Die Sperrwirkung des § 53 Abs. 6 S. 2 AuslG, entsprechend § 60 Abs. 7 S. 2 AufenthG tritt nach der angeführten Rechtsprechung des Bundesverwaltungsgerichts aber dann ein, wenn die Nichterreichbarkeit der medizinischen Versorgung den einzelnen Ausländer betrifft, weil er einer Bevölkerungsgruppe angehört, die den sich aus einer eingeschränkten medizinischen Versorgungslage ergebenden Gefahren ausgesetzt ist (vgl. BVerwG, Urteil vom 18. März 1998 - 9 C 36/97 -, juris).

36

Wenn sich also eine individuelle Gefährdung eines Ausländers aus einer allgemeinen, eine Bevölkerungsgruppe betreffenden Gefahr, wie etwa eine eingeschränkte medizinische Versorgungslage, ergibt, kann diese auch dann nicht als Abschiebungshindernis unmittelbar nach § 60 Abs. 7 S. 1 AufenthG berücksichtigt werden, wenn sie durch Umstände in der Person oder in den Lebensverhältnissen des Ausländers begründet oder verstärkt wird, aber gleichwohl insgesamt nur eine typische Auswirkung der allgemeinen Gefahrenlage ist (vgl. zu § 53 Abs. 6 S. 1 AuslG: BVerwG, Urteil vom 8. Dezember 1998 - 9 C 4/98 -, BVerwGE 108, 77).

37

Nach Maßgabe dessen liegt beim Kläger zu 1. die Voraussetzung für eine Verpflichtung der Beklagten, Abschiebungshindernisse nach § 60 Abs. 7 AufenthG festzustellen, nicht vor, weil nicht mit beachtlicher Wahrscheinlichkeit zu befürchten ist, dass sich sein Gesundheitszustand im Falle einer Rückkehr nach Serbien und Montenegro, einschließlich Kosovo, alsbald wesentlich verschlechtern wird, so dass eine erhebliche konkrete Gefahr für Leib und Leben zu befürchten ist. Nach der zuletzt eingereichten ärztlichen Bescheinigung vom 22. Februar 2005 leidet der Kläger zu 1. an Diabetes mellitus, Typ II ohne Insulin, grauer Star und Fettleber. Es finde eine medikamentöse Behandlung der Zuckerkrankheit statt. Diese geltend gemachten Erkrankungen sind nicht geeignet, eine individuelle konkrete Gefahr für Leib oder Leben i.S.d. § 60 Abs. 7 AufenthG im Falle einer Rückkehr zu begründen. Die geltend gemachten Krankheiten sind in Serbien und Montenegro einschließlich Kosovo hinreichend behandelbar (Deutsches Verbindungsbüro Kosovo an Nds.
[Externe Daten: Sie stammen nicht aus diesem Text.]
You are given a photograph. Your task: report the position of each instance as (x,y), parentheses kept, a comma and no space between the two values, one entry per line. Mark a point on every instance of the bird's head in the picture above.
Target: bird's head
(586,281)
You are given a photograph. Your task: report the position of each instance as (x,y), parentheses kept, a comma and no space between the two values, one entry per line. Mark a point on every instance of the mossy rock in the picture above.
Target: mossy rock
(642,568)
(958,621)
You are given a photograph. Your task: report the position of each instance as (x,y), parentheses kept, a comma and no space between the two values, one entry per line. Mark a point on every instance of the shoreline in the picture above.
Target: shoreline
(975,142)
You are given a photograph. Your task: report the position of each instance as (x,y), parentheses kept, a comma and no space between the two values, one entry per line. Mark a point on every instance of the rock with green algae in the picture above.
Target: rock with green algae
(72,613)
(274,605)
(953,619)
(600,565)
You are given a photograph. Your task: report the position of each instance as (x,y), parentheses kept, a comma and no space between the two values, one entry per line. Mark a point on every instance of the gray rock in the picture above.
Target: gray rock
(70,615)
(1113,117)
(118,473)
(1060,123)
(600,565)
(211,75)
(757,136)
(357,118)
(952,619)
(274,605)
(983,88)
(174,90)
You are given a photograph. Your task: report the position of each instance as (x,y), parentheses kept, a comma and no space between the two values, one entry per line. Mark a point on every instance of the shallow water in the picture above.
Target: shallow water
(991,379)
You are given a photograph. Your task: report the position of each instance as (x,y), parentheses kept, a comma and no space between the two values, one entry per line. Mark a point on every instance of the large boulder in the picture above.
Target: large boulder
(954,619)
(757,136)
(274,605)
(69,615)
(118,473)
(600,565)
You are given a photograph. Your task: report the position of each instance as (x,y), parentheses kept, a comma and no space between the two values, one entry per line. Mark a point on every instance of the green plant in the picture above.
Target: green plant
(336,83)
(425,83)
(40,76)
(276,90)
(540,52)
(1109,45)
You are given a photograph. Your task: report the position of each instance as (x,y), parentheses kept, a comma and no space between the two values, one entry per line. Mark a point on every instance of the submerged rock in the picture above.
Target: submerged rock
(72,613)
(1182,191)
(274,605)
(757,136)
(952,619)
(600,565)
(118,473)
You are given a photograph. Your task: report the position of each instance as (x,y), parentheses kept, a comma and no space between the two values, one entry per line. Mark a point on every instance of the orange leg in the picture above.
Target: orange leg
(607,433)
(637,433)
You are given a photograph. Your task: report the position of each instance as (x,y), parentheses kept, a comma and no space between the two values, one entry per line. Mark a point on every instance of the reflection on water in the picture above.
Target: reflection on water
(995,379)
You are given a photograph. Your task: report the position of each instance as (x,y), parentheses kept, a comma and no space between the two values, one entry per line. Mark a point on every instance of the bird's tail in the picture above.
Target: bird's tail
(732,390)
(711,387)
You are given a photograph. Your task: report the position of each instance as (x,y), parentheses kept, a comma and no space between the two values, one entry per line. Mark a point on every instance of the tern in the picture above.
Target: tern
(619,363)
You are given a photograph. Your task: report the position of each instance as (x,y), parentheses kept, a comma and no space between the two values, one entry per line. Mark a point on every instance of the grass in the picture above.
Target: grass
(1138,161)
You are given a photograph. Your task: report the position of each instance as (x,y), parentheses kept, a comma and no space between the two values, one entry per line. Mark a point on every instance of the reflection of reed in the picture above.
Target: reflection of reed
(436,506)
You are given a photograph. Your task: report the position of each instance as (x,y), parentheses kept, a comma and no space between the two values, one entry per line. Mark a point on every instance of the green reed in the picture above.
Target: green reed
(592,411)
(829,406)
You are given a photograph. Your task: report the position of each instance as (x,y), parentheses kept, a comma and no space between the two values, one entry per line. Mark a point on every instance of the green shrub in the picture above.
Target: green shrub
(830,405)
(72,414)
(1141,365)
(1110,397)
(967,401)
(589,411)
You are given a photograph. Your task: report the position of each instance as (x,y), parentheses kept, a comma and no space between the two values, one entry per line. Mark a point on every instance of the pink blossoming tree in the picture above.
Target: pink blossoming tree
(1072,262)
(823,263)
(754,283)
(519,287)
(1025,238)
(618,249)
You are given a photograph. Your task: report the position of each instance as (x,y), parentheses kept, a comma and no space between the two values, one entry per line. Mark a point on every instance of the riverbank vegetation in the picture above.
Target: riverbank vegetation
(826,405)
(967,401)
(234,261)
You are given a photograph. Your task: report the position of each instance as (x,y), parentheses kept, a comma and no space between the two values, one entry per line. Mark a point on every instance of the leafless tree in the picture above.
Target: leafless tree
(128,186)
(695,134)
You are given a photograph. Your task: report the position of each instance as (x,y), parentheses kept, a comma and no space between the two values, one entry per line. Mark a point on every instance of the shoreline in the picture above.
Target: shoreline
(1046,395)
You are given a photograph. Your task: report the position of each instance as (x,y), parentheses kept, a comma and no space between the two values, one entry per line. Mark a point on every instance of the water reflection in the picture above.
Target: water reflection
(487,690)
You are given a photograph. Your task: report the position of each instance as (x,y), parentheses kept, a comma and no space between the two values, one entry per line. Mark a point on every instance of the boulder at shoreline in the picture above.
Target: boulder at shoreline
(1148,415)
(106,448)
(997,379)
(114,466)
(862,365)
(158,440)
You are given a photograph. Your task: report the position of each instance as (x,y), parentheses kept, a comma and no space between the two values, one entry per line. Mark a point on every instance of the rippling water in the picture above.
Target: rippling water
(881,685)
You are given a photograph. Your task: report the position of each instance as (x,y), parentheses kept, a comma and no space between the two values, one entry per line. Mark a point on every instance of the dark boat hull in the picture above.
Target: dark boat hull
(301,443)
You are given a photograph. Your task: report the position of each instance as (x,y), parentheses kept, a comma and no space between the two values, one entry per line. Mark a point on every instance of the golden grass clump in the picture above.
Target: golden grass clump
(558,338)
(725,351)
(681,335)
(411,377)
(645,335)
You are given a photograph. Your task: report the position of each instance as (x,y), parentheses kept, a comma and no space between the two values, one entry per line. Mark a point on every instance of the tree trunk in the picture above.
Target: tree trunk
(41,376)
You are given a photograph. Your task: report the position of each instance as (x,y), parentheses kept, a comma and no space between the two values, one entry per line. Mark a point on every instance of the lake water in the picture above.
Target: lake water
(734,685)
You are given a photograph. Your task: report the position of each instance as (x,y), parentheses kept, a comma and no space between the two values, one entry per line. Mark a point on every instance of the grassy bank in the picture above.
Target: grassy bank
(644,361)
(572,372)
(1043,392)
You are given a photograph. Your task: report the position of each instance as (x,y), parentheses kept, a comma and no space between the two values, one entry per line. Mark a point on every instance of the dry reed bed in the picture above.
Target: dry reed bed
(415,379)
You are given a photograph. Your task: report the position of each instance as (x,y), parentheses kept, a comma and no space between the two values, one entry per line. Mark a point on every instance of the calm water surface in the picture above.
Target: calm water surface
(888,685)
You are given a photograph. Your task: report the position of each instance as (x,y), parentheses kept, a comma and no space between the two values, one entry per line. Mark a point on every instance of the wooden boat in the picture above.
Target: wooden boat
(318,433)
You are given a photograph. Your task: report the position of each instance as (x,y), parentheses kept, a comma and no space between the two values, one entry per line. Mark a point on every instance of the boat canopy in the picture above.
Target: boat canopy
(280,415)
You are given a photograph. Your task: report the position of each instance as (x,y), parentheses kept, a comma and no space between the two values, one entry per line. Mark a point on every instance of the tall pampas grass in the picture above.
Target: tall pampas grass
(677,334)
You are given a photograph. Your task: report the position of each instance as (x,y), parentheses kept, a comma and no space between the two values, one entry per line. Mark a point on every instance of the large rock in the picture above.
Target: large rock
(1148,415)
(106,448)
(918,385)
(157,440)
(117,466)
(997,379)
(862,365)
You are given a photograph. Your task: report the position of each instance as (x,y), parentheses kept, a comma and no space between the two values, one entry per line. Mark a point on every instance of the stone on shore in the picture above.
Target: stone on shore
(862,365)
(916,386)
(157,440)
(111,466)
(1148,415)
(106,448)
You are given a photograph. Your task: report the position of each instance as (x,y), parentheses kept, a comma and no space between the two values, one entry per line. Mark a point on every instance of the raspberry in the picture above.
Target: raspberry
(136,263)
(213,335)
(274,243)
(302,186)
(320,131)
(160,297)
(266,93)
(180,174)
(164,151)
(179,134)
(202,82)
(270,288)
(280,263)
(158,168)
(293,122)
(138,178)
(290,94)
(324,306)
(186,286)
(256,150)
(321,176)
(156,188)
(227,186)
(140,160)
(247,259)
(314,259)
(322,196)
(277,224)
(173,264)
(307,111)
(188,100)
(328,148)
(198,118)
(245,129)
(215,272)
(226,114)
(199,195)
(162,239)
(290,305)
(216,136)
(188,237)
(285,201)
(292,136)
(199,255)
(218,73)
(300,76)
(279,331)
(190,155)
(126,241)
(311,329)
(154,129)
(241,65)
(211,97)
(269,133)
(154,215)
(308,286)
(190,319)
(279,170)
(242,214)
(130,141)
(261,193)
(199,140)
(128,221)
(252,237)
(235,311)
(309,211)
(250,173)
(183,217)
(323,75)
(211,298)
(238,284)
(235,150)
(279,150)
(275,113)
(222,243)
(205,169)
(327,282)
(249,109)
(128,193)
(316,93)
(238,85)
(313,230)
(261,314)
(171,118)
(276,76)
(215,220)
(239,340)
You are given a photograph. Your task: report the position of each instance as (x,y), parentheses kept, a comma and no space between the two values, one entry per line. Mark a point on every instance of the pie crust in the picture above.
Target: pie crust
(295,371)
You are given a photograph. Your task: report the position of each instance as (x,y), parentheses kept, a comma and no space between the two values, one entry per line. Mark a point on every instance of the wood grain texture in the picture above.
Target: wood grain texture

OVG vom 19. November 2003; vgl. auch zur Behandelbarkeit von Diabetes mellitus und Verfügbarkeit von Insulin: Deutsches Verbindungsbüro an VG Magdeburg vom 16. Januar 2003, an BAFL vom 27. November 2002, an VG Bayreuth vom 17. Oktober 2002, an VG Bayreuth vom 16. September 2002, an BAFL vom 26. August 2002; Deutsche Botschaft Belgrad vom 4. Februar 2002; Auswärtiges Amt an VG Sigmaringen 11. Juli 2001 und vom 16. Mai 2001; KIP (ICMPD) an VG Sigmaringen vom 8. Mai 2001 und vom 22. März 2001; BAFL, Gesundheitswesen, Juni 2004, Seite 14).

38

Die Abschiebungsandrohung in dem angefochtenen Bescheid ist ebenfalls rechtlich nicht zu beanstanden (§§ 34 Abs. 1, 36 Abs. 1 AsylVfG).

39

Die Kostenentscheidung beruht auf §§ 154 Abs. 1, 155 Abs. 2 VwGO, § 83 b AsylVfG. Die Entscheidung über die vorläufige Vollstreckbarkeit folgt aus § 167 VwGO i.V.m. § 708 Nr. 11 ZPO.